A recent report by the Statistical Center of Iran has put the unemployment rate across Iran at 9.6 percent this summer: an 0.1 percent increase on the same period last year. Also this season, though, the overall labor force participation rate – generally a better indicator of the country’s economic health – stood at just 41.1 percent: a decline of 0.7 percent. And the Statistical Center also notes that actual number of employees in the formal sector now stands at 23.4 million. That means the number of employed Iranians has shrunk by at least 137,000 since summer 2020, and by 1.3 million, or 5.2 percent, since summer 2019 before the pandemic.

The latest figures also show a deepening gender divide, with men accounting for a little under 20 million of those still in work – which in fact is 41,000 more than last year, albeit still a decrease on the 20.3 million of summer 2019. Far more women than men have lost their jobs since the outset of Covid-19 in Iran. The rate of female labor force participation has dropped from 17.6 percent in the summer of 2019 to just 14.1 percent in summer 2020, and to 13.5 percent this summer, while the number of women in employment has dropped by 177,500 in 12 months and now stands at just 3,492,000. Close to a million Iranian women, a total of 927,261, lost their jobs in the space of two years.

The labor market in Iran had gone through significant shocks in recent years even before the coronavirus pandemic began. Business and transport shutdowns have since pushed millions more out of work, and the main victims, it appears, have been women.

The latest figures also show that while Iran’s service sector is still the biggest – with a share of 48.8 percent of the labor market – it has contracted since 2019, with 713,000 fewer people employed than in the summer of that year. According to the Ministry of Cooperatives, Labor and Social Welfare, which published its own analysis of the Statistical Center’s latest data, hotels and restaurants, educational settings and health and social care settings are among those to have been hit hardest after successive rounds of job cuts and closures.

Iranian industry seems to have bounced back to its pre-pandemic level, with about 7.9 million people now back in work: close to the figure in summer 2019. But the agricultural sector still appears to be struggling; just four million people were (officially) employed in agriculture this summer, a decrease of 631,000 compared to 2019.

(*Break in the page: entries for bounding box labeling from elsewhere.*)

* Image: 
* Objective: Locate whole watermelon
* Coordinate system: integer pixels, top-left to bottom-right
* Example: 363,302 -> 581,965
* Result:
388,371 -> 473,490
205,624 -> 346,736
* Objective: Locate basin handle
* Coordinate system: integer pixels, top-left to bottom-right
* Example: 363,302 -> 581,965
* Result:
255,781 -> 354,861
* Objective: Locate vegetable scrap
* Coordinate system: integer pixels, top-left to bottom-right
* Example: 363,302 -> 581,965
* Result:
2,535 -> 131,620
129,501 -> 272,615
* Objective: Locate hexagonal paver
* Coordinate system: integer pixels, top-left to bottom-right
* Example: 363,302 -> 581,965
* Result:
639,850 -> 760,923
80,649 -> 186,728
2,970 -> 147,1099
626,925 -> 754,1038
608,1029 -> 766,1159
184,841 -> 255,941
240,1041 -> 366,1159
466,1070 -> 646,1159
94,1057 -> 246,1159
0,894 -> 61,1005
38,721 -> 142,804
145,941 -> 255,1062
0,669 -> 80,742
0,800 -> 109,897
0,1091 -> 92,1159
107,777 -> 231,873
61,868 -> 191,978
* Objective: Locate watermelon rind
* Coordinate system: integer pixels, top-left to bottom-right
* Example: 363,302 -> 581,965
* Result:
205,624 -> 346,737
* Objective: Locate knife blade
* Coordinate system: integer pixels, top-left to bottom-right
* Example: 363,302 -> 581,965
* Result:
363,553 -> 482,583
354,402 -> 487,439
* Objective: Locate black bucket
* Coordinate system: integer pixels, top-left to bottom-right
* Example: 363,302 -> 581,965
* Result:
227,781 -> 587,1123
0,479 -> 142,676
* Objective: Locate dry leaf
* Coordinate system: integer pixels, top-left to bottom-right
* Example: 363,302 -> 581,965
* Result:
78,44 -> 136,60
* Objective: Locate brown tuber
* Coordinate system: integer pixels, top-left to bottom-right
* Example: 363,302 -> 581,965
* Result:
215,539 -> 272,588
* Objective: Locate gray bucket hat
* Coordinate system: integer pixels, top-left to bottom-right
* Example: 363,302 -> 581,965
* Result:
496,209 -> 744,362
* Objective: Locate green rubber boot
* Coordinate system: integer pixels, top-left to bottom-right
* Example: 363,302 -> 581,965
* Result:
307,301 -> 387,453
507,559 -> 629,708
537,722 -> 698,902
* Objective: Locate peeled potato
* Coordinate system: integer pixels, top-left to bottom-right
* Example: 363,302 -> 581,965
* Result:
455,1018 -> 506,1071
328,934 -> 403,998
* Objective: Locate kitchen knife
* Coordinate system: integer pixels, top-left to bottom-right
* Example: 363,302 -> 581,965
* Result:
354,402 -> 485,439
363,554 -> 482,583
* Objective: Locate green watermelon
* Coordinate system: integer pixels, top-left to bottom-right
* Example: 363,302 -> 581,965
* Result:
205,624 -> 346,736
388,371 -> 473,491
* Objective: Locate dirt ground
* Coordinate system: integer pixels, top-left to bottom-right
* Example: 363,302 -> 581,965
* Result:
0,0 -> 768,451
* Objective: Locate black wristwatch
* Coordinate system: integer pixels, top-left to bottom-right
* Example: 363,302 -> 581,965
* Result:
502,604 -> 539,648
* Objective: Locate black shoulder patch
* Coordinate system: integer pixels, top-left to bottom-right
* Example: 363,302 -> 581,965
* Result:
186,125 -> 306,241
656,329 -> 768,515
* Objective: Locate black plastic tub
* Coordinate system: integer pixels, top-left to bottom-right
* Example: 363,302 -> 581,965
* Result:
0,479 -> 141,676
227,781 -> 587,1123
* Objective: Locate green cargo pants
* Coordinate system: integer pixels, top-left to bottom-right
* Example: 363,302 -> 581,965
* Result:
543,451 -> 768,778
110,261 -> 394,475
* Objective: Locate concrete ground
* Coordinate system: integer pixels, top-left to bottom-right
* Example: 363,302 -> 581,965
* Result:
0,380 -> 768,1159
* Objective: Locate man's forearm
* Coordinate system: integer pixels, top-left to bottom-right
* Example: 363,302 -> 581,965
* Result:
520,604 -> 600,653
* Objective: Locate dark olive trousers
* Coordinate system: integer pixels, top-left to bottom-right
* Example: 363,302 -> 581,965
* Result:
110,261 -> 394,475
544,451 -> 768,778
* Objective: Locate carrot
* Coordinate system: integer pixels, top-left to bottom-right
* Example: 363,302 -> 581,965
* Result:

As IranWire has previously shown, the official unemployment rate announced by the Statistical Center must be taken with a pinch of salt. For context, from summer of 2019 to summer 2021, a total of 1,394,372 young Iranian citizens turned 15: the official minimum working age for the formal sector. But in the same period, some 1,744,116 people of working wage left the labor market and are considered economically “inactive”. They may have given up on finding a job, chosen to study instead, got sick or taken on full-time domestic or caring responsibilities. The relatively low unemployment rate is the result of a significant number of people quitting the labor market – in many cases because they had no other choice.